私に灯る蝋燭の火は、呼吸するたびに小刻みに揺れます。辺りはもう、何も見えません。呼吸の音も不確かなのに、揺れる火から音が聞こえる気がするのです。あたたかさだけが確かで、ちょうどバイオリンを糸巻するような音が聞こえる気がするのです。
(愛があれば何でもできる?できないっしょ!)
愛してる、と誰かに言われたことがある。そうか、と思った。愛してくれているのか、と。好きという気持ち以上の感情をそう名付けたのかもしれない。愛してるなんて、ふざけてしか言葉にできない気がする。いや、自分の子供にならそう言えるかもしれない。何故だろう。存在しない子供に対しての期待があるようだ。親から大事だよとか愛してるとか言ってもらった記憶はないのに、私は我が子に伝えるだろう予感がある。愛という曖昧なことばに意味をくれるかもしれない過大な評価をもっている。愛はよくわからなくても、なんとなく愛を持て余している気もする。愛したい愛されたい、そんな気分がある。
時間が足りない時間が足りない
嘘 嘘嘘嘘嘘嘘嘘嘘
体力がない ほんと
運動 運動 筋トレ バランスのいい食事
後悔以外に何があるの
楽しい 動く 触る 手 汗 動く私 実感
実感 生きてる実感? 世界 世界と私
自然 土と私 ひんやりしたやわらかい土 触る
忘れる 忘れないで 後悔と過ごす 空気 忘
空気 新鮮な空気 わかる? わかる
新鮮な空気
絶えず変わる風
やり過ごす やり過ごす やり過ごす
空気と 風と 太陽と 土と やり過ごす やり過ごす
やり過ごす
やめないで 続ける
たまにある 世界が私になるとき
続ける やめないで 考えること
意味を繋げなくていいから やめないで
すべては間違いです。それは私自身だけで、作って食べたもやし炒めも、洗わなかった靴も、枯れた観葉植物も、干からびた蜂も、他人の認識する私も、そこに存在するだけ、それだけ。

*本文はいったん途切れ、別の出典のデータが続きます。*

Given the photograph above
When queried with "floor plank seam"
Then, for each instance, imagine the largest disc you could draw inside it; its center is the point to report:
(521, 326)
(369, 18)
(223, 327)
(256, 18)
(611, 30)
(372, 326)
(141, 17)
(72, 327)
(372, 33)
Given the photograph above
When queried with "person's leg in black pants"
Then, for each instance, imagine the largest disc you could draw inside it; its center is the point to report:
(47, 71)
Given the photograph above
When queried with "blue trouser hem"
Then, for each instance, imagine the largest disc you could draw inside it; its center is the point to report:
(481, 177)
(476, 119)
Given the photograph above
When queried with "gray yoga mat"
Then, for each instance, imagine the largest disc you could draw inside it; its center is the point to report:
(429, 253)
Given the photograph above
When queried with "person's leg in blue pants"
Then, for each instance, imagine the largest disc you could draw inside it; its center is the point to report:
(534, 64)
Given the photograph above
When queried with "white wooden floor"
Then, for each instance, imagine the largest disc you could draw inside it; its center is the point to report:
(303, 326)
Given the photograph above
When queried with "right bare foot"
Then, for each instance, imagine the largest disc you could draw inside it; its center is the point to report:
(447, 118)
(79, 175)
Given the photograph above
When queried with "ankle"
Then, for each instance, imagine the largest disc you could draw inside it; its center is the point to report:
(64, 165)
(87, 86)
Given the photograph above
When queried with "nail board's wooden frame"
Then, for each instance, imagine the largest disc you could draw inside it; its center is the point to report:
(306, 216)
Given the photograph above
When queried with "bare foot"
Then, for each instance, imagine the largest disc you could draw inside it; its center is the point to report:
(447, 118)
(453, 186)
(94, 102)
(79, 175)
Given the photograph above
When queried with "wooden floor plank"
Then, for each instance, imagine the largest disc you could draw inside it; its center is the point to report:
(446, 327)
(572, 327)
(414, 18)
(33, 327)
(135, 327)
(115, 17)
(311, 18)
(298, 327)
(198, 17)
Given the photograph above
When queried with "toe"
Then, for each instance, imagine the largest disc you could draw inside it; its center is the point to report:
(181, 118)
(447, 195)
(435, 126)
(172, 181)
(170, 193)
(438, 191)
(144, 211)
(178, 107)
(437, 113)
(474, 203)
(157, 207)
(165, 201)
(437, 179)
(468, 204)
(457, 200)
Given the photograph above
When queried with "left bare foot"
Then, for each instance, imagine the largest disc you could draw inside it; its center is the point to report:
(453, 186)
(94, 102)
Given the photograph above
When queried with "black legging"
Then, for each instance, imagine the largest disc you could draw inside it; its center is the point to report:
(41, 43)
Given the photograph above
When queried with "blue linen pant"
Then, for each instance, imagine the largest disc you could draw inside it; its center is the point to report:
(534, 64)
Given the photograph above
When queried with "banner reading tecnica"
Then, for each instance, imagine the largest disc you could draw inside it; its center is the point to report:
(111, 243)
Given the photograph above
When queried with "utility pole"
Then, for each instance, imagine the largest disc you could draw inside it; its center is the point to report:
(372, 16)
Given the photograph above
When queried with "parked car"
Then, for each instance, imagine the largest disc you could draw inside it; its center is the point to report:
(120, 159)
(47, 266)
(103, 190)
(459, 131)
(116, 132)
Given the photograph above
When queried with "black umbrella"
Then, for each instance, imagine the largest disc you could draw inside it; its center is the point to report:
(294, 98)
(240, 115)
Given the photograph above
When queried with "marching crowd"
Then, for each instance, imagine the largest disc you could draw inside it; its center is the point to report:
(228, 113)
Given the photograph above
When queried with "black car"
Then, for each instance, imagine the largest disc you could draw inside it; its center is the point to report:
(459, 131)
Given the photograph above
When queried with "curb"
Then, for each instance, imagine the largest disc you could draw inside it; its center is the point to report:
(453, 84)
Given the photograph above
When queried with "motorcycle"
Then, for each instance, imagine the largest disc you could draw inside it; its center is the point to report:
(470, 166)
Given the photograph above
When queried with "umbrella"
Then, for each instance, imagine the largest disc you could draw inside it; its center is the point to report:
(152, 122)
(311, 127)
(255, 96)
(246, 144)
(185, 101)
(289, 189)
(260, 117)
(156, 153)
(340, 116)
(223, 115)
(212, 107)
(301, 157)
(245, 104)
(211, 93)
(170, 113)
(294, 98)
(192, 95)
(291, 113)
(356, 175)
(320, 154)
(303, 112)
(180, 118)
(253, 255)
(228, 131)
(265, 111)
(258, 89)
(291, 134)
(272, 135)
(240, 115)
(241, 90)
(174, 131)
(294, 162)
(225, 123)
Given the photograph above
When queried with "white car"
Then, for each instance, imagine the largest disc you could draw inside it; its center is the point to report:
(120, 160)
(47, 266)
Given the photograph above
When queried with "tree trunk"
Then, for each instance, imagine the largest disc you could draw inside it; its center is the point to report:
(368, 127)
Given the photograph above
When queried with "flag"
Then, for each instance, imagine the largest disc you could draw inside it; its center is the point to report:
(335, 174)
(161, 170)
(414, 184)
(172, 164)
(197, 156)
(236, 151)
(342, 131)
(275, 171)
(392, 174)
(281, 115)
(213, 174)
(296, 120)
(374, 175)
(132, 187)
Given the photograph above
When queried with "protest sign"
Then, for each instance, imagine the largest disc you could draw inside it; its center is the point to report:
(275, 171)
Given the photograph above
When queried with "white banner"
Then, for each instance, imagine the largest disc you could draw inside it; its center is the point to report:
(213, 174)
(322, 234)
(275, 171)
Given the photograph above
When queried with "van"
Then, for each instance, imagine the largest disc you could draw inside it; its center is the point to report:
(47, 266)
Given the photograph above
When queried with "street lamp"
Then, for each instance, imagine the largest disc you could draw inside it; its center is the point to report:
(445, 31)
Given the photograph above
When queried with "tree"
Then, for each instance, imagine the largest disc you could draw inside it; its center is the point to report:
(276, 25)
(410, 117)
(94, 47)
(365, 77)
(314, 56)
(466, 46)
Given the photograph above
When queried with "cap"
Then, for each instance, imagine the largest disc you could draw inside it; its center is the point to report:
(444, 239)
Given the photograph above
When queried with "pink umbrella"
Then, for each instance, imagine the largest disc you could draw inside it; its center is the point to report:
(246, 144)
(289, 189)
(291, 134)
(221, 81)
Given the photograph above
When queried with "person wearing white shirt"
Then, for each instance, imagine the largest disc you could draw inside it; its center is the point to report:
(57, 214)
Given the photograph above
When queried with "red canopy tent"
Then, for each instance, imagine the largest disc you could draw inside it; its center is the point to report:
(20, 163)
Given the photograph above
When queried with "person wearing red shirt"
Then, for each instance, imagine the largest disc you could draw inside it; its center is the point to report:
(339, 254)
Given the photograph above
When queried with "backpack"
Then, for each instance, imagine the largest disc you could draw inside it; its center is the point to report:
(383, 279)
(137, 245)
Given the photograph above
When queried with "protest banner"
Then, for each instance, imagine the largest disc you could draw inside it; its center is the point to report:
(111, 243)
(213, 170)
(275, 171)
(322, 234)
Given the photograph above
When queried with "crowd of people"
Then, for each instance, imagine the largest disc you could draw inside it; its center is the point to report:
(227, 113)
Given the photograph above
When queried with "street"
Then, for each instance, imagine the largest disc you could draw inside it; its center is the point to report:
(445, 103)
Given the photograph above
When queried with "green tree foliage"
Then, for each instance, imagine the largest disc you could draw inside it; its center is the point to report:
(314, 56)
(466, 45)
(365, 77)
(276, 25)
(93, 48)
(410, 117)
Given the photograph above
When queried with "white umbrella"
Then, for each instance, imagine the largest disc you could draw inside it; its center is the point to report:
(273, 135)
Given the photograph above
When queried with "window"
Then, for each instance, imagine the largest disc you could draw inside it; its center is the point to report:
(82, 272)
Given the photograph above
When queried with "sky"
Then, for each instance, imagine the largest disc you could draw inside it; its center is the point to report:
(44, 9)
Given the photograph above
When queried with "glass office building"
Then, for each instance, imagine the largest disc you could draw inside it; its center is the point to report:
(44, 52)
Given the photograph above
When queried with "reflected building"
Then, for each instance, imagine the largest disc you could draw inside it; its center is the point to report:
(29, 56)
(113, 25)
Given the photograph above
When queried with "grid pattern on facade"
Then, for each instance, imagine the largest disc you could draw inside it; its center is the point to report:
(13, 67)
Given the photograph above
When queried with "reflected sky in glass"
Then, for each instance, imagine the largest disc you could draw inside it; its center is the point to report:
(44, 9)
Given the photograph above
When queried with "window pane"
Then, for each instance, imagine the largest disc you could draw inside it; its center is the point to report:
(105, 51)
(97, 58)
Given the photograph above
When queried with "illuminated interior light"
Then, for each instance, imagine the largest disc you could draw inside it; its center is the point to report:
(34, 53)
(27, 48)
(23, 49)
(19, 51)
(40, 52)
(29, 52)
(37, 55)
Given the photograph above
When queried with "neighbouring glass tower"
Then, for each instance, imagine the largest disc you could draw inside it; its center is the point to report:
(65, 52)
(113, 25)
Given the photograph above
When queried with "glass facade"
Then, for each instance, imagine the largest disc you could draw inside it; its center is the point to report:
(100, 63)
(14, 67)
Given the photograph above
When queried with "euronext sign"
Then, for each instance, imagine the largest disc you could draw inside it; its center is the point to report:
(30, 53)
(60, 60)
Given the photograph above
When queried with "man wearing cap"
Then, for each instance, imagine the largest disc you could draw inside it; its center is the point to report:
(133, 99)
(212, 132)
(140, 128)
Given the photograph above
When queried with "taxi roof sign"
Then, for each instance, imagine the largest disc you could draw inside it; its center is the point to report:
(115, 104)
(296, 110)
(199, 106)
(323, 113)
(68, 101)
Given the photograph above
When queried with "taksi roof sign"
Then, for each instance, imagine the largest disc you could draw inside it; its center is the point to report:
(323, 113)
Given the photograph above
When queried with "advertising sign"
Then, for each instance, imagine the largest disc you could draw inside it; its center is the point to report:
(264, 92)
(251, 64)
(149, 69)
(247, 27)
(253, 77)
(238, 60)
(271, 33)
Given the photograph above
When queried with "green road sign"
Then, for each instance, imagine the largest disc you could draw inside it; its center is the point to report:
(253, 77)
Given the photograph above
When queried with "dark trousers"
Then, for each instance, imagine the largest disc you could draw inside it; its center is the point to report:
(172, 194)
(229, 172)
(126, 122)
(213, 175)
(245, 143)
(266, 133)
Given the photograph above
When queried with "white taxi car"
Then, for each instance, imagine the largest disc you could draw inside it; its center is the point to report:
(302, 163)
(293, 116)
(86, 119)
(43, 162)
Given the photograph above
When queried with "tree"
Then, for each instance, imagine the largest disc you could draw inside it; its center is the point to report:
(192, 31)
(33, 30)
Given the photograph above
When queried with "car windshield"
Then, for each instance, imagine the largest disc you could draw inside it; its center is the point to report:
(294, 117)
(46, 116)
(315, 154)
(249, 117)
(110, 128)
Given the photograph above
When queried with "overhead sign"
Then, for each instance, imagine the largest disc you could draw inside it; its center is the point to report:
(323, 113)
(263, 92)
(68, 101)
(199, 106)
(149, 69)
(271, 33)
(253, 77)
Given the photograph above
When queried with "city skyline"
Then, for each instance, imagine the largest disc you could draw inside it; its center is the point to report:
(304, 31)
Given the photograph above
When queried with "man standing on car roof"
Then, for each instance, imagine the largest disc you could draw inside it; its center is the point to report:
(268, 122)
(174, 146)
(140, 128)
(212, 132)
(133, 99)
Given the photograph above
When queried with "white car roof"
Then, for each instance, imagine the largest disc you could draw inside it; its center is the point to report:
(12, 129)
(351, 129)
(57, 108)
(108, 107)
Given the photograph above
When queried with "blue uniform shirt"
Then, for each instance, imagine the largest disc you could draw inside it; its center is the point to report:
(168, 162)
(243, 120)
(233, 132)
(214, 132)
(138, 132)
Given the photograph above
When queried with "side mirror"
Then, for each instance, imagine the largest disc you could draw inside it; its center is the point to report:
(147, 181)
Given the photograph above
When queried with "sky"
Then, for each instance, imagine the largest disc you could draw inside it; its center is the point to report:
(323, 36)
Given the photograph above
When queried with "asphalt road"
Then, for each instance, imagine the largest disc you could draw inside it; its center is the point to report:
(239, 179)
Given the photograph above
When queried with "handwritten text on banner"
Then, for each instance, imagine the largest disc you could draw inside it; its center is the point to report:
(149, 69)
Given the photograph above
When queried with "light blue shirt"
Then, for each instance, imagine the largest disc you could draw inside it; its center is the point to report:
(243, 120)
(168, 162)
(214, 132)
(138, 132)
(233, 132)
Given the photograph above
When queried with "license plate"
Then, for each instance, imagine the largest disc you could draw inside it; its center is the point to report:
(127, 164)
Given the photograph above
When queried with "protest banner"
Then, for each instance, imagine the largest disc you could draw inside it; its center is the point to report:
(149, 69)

風に身をまかせ辿りつくのは、ベランダの排水口側の角。糸くずやら落ち葉やら、泥水がこびりついている。
あの蜂は、たった数時間閉じ込められて干からびた。もっとたっぷり水をあげてやれば森に戻って行ったかもしれない。
何も分からず、向こうへ行けず、必死に足掻いていた。後ろ足に埃を被った蜘蛛の糸が絡まっていた。
怖くて近づけなかった。頭はボイルしている。